In an epic performance, the Scottish National Party (SNP) ousted the leader of the Labour party in Scotland, defeated a senior Labour figure in Paisley, and took former Prime Minister Gordon Brown's onetime stronghold in Kirkcaldy.

"The Scottish lion has roared this morning across the country," former SNP leader Alex Salmond said after triumphing in the Gordon constituency in Aberdeenshire. "Scotland has asked to speak with a united voice, that voice will be made clearly for Scotland in the next Westminster parliament," said Salmond, whose campaign to lead Scotland to independence was defeated last September.

But the SNP could still be shut out of any role in the British government, a scenario likely to bring a new confrontation over Scottish aspirations for independence.

Prime Minister David Cameron's Conservatives were on course to win the most seats in parliament with 316, just shy of an outright majority, with Ed Miliband's Labour Party trailing on 239, an exit poll showed. Scotland accounts for 59 seats.

If confirmed, such an outcome would deny the SNP the kingmaker role it had sought in the House of Commons and kill off the prospect of a leftist alliance with Labour to force Cameron out of office.

But it would dramatically highlight the political divide between England and Scotland.

"This is history written as we watch and speak," said Murray Stewart Leith, senior lecturer in politics at the University of West Scotland.

"It has serious implications for the United Kingdom as a political union.
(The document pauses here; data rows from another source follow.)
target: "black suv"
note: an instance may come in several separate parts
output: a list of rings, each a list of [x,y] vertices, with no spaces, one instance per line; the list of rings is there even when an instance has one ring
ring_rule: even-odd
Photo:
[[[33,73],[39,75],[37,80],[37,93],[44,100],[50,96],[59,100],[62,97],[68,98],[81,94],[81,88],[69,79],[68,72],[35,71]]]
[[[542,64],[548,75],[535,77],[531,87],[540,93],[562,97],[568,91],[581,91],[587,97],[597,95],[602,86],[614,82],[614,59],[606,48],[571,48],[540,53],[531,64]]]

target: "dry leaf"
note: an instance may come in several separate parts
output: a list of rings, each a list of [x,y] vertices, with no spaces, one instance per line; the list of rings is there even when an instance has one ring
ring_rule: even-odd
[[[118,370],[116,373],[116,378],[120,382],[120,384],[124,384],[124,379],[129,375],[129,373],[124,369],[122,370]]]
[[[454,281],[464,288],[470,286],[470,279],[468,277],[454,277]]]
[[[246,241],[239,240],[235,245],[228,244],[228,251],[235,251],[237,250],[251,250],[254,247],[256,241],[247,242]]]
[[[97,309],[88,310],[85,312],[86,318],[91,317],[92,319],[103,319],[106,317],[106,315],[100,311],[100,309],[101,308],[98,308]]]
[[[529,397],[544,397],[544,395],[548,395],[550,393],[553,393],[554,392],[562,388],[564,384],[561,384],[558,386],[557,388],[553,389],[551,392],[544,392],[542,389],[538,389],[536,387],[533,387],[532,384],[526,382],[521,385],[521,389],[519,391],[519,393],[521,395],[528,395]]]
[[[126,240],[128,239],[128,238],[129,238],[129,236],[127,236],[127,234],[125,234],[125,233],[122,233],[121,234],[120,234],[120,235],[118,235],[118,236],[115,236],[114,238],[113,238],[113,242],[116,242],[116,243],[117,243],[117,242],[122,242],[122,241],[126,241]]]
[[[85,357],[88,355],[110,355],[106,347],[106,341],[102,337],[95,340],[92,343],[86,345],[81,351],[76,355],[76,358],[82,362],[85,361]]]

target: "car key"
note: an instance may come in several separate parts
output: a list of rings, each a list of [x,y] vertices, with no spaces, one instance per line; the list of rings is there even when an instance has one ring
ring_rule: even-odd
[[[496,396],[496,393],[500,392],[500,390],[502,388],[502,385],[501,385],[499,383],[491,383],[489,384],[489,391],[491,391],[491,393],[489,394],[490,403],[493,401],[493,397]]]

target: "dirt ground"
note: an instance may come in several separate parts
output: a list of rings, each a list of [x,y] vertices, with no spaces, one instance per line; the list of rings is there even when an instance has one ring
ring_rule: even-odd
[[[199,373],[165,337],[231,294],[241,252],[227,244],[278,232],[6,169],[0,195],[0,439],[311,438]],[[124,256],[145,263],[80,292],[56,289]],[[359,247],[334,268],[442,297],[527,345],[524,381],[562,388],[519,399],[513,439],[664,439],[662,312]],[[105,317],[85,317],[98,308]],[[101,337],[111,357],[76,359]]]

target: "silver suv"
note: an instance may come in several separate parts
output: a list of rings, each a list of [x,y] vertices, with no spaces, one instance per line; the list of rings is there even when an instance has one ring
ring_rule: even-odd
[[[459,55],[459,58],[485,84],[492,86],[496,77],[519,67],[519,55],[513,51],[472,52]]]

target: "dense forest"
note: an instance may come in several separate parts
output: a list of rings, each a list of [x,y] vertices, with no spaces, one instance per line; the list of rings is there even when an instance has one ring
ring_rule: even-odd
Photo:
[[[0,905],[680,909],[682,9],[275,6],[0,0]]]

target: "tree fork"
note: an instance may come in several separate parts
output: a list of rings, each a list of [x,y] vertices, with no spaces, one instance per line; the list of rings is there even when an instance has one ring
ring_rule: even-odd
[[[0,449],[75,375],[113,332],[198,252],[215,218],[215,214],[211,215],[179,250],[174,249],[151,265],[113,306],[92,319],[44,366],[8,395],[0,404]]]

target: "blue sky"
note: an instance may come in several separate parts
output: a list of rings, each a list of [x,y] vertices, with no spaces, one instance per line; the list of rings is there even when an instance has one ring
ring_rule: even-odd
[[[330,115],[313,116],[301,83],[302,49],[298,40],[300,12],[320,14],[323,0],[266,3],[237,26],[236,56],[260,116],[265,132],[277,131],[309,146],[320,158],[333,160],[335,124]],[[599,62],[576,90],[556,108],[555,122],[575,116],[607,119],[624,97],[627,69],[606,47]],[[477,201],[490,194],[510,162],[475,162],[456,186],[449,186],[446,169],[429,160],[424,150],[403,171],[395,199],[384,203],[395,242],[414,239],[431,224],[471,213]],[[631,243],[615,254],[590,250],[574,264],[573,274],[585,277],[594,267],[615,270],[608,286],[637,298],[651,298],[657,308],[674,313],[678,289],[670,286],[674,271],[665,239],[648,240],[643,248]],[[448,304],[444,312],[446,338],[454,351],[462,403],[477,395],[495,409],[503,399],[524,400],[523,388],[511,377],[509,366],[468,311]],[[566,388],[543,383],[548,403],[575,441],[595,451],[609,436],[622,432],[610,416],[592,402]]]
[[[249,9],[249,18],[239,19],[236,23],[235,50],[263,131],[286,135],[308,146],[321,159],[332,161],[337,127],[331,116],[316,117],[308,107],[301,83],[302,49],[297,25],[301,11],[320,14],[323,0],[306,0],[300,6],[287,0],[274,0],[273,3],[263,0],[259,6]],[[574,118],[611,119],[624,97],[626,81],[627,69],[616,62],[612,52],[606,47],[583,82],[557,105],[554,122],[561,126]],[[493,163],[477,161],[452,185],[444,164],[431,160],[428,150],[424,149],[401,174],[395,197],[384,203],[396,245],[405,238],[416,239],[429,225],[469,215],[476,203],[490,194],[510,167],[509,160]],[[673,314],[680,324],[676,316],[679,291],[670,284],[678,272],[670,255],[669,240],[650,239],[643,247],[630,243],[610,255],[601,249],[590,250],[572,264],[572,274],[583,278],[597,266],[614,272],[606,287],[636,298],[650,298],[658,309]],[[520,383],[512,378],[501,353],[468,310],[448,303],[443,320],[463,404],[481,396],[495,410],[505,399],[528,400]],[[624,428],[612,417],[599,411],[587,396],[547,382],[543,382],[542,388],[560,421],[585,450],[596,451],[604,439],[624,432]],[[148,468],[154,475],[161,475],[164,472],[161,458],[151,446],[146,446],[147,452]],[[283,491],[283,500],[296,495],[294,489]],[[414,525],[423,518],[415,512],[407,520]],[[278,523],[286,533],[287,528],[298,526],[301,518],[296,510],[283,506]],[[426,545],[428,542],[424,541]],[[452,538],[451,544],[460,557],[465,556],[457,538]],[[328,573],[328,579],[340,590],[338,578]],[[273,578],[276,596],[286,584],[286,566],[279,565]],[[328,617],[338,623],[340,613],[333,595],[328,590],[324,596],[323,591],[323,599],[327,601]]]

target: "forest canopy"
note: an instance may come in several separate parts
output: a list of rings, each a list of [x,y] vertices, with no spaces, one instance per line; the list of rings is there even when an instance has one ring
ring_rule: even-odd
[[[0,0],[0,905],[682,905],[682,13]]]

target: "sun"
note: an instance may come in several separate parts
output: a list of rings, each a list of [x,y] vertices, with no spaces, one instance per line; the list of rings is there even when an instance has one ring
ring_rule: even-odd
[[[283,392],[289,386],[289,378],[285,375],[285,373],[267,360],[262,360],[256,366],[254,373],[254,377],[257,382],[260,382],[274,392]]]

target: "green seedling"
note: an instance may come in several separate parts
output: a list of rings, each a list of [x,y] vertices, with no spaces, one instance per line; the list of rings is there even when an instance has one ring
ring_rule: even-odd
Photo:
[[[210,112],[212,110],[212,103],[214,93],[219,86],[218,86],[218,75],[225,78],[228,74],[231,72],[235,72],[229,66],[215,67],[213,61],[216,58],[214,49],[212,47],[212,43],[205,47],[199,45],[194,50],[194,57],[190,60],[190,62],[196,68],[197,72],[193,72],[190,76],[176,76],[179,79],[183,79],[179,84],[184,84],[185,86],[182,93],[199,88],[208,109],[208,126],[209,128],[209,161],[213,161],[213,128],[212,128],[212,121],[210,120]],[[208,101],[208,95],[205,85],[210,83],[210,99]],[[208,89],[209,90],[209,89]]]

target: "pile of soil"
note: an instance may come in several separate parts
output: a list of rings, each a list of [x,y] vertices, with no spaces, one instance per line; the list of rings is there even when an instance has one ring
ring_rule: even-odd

Whatever government is formed after this election will need to seriously consider its constitutional structure."

In a stunning victory for the SNP, Labour's Douglas Alexander -- the shadow foreign secretary and campaign chief -- lost to a 20-year-old politics student, Mhairi Black by nearly 6,000 votes.

Black becomes the youngest British member of parliament since the 17th Century. The leader of the Labour Party in Scotland, Jim Murphy, also lost his seat to the SNP.

Results so far from Scotland gave victory to the SNP in 50 seats, compared to just 6 seats in 2010. That included a clean sweep in Glasgow, whose large working-class had been solidly Labour for decades.

Scottish Secretary Alistair Carmichael held on to the Orkney and Shetland seat for the Liberal Democrats, while Labour kept Edinburgh South.

The left-of-centre SNP had offered during the campaign to work with Labour in order to shut out the Conservatives and reverse austerity policies. Labour leader Miliband had ruled out a coalition, insisting he could win an outright majority.

'DISUNITED KINGDOM'?

SNP leader Nicola Sturgeon said in Glasgow the results showed a historic shift in opinion in Scotland. "We said during the campaign that the SNP MPs would be elected to make Scotland's voice heard, and that's exactly what we intend to do," she said.

The results could bolster Scots to push for a new referendum on independence after separatists lost one last September.

Commentator Magnus Linklater said: "You are going to get a bunch of SNP MPs going down to Westminster for whom independence is the ultimate goal, and pressure will build up."

Since the referendum, many Scots have become disillusioned with Labour, traditionally strong in Scotland, seeing it as having moved too far away from the left and closer to Conservative thinking. Some in Scotland deride Labour as "Red Tories".

Sturgeon - described by detractors as "the most dangerous woman in Britain" but whom polls show as the most popular politician in the country - has stressed that this election is not, for the SNP, about independence.

"Even if...the SNP wins every seat in Scotland, that is not a mandate for independence or a second referendum," she said before the vote.

But her opponents said the SNP's aim was undoubtedly to push for a second referendum. Cameron's Conservatives had described the prospect of Labour and the SNP running Britain as a recipe for chaos and the potential break-up of the UK.

Not all SNP voters are automatically pro-independence, however, and polls show that the sentiment on that issue has not changed much since the referendum.

One potential confrontation is over Cameron's promise to hold a vote by the end of 2017 on whether Britain should leave the European Union, something Sturgeon has said would be against Scotland's wishes.

"Europe will be the trigger," Linklater said.